Yesterday, the UK's labour data release was mixed due to wage growth remaining at record rates, but with job losses mounting. There was an initial bounce for GBP across the board as traders were fixed on what the wage outcome was. However, this dropped off once economists had seen the full report and digested the current state of play.
Yes, there was an increase in total pay (including bonuses) to 8.5% from 8.4%. But excluding bonuses, wage growth was unchanged MoM. This is important because previous months have seen a large increase in wage packets and now it looks like a plateau has finally been reached. This mixed with the unemployment rate rising slightly points to softening in the labour market, which will bring down inflation further and allow the BoE to stop raising interest rates after this month potentially (bad news for GBP).

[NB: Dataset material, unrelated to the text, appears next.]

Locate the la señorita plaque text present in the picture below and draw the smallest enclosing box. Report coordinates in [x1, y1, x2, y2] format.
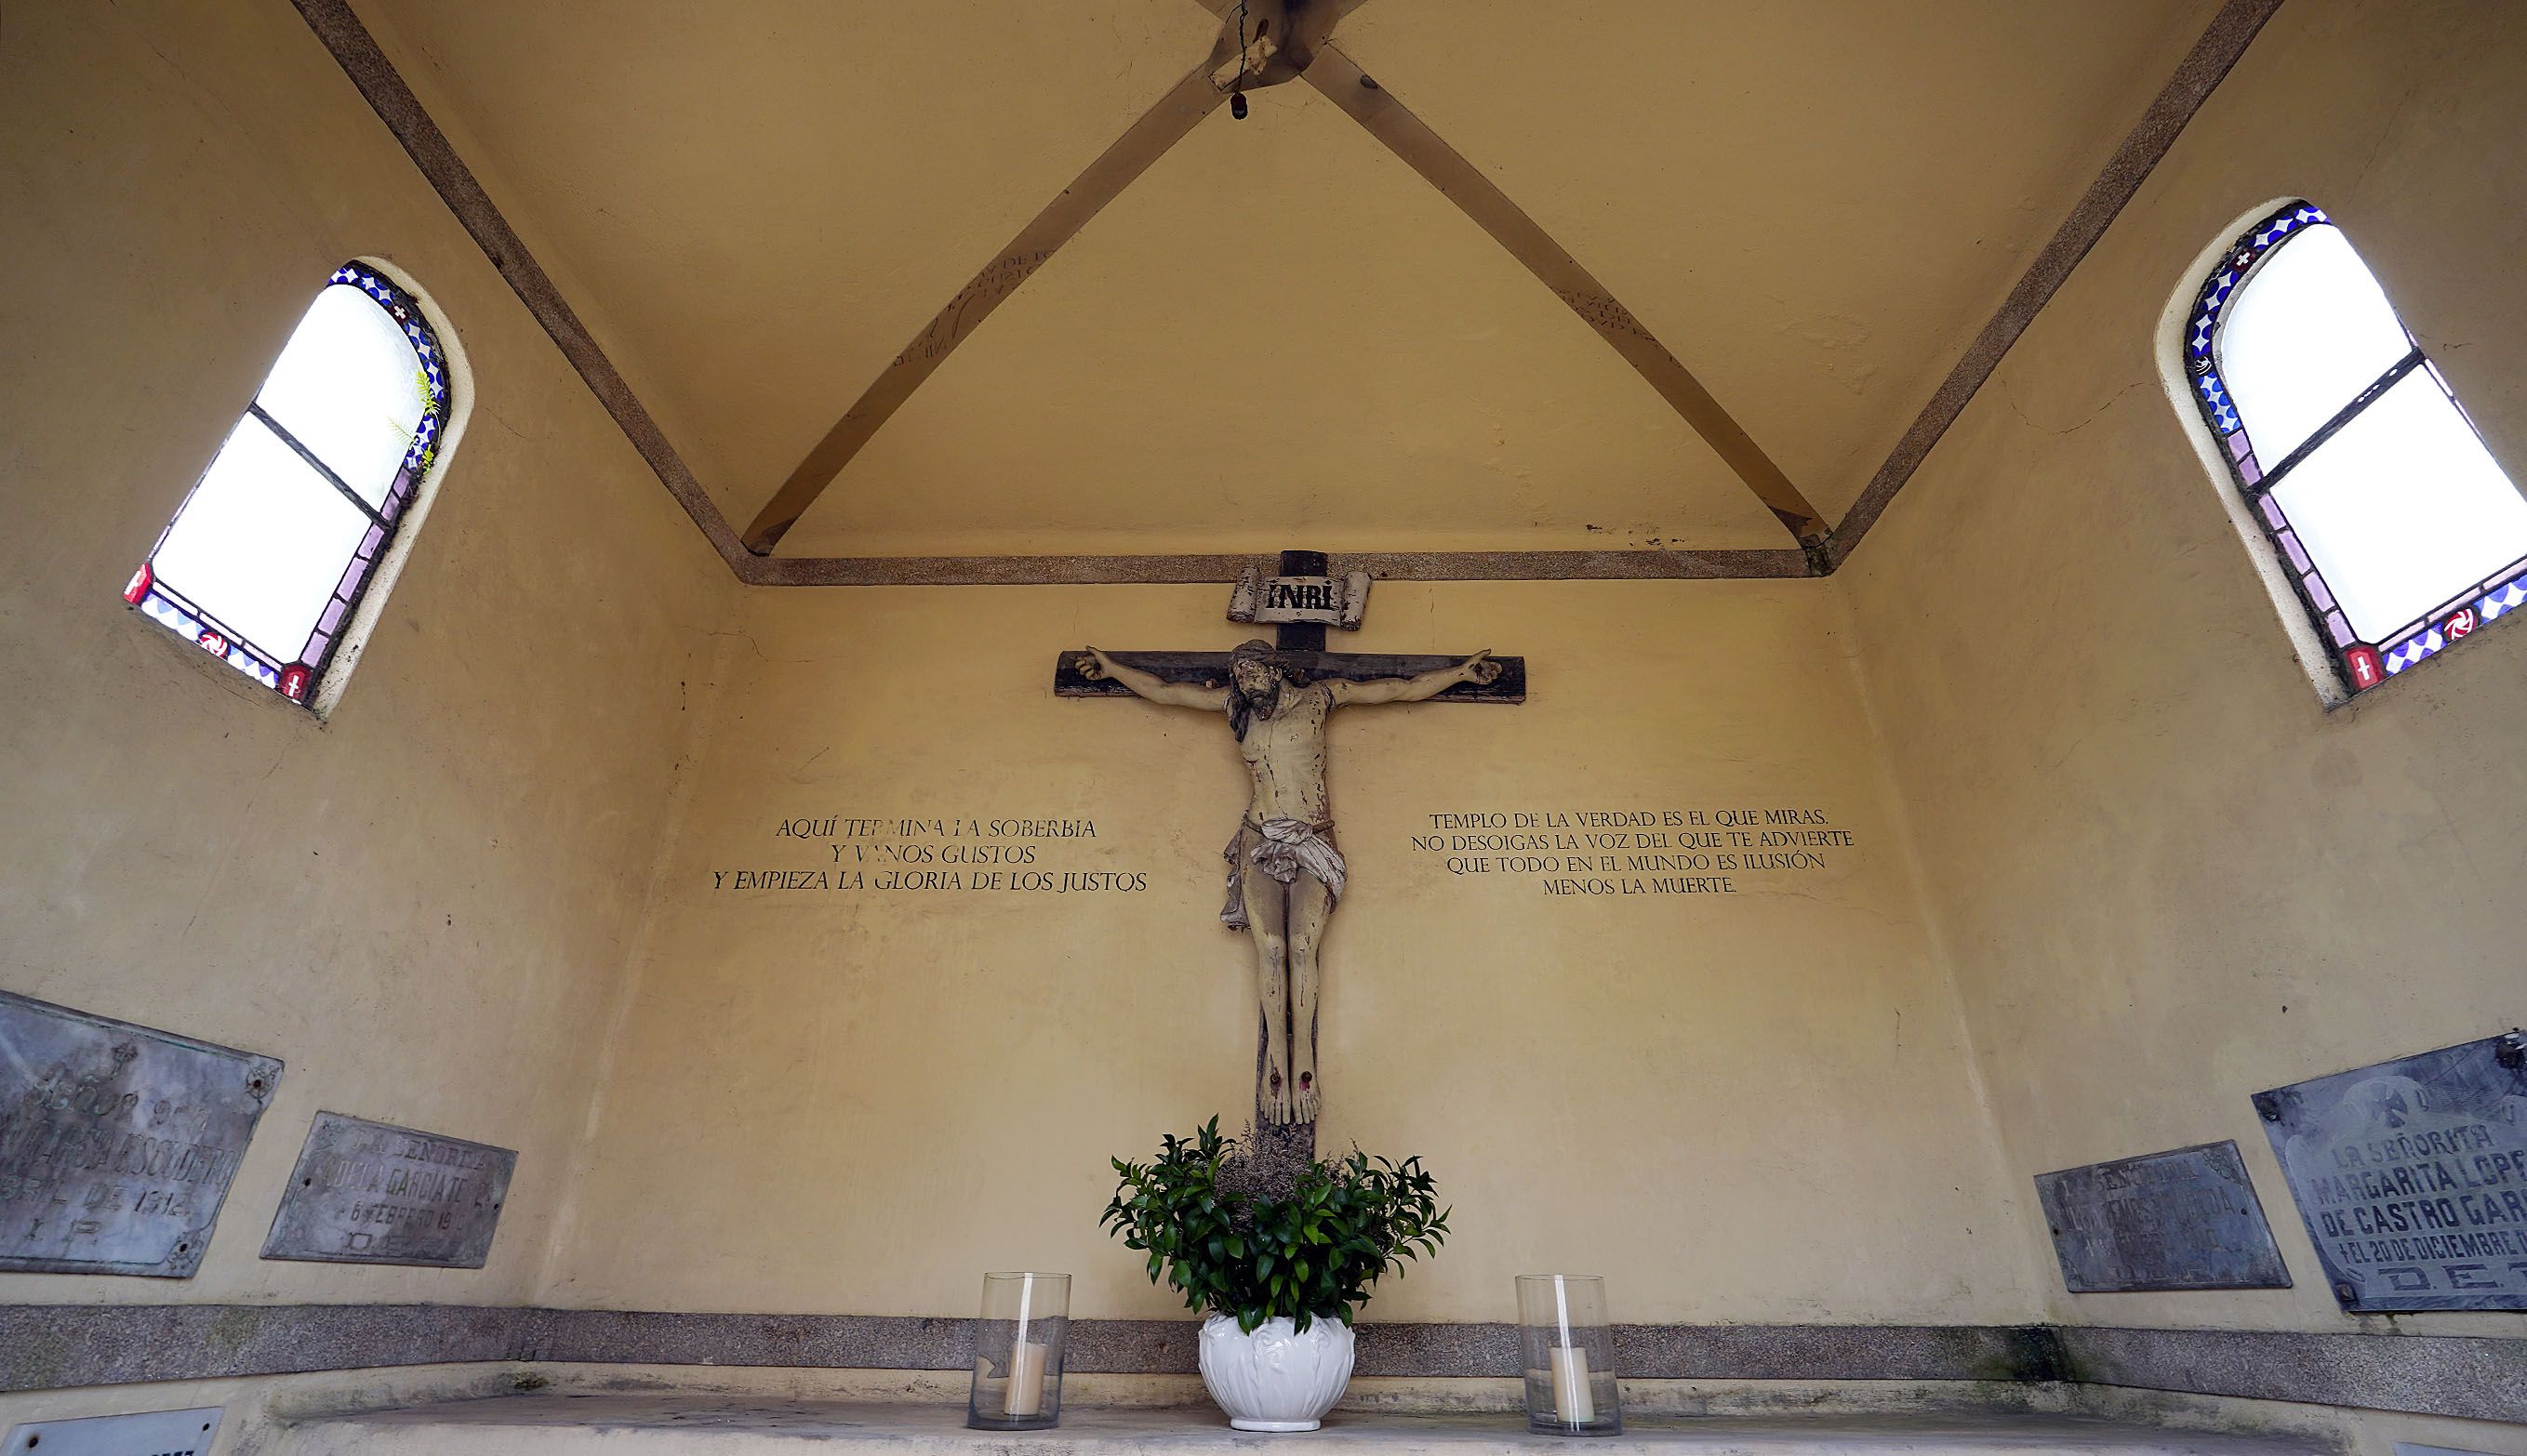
[2254, 1033, 2527, 1312]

Today, the UK has surprised on the downside with GDP missing forecast by a fair distance. -0.5% was realised from a -0.2% estimate, a slump being put down to a wet July and the ongoing public sector strikes. This is a real warning sign that the UK economy could be about to enter stagflation, where high inflation marries falling growth.
It puts pressure on the UK to deliver August growth, otherwise there is no doubt traders will turn £ negative. The Pound has moved lower after the news today, as markets await the US inflation report and digest the latest German economic news that the German Government expect to see its GDP number contract by -0.3% this year, as opposed to an earlier forecast of +0.4%.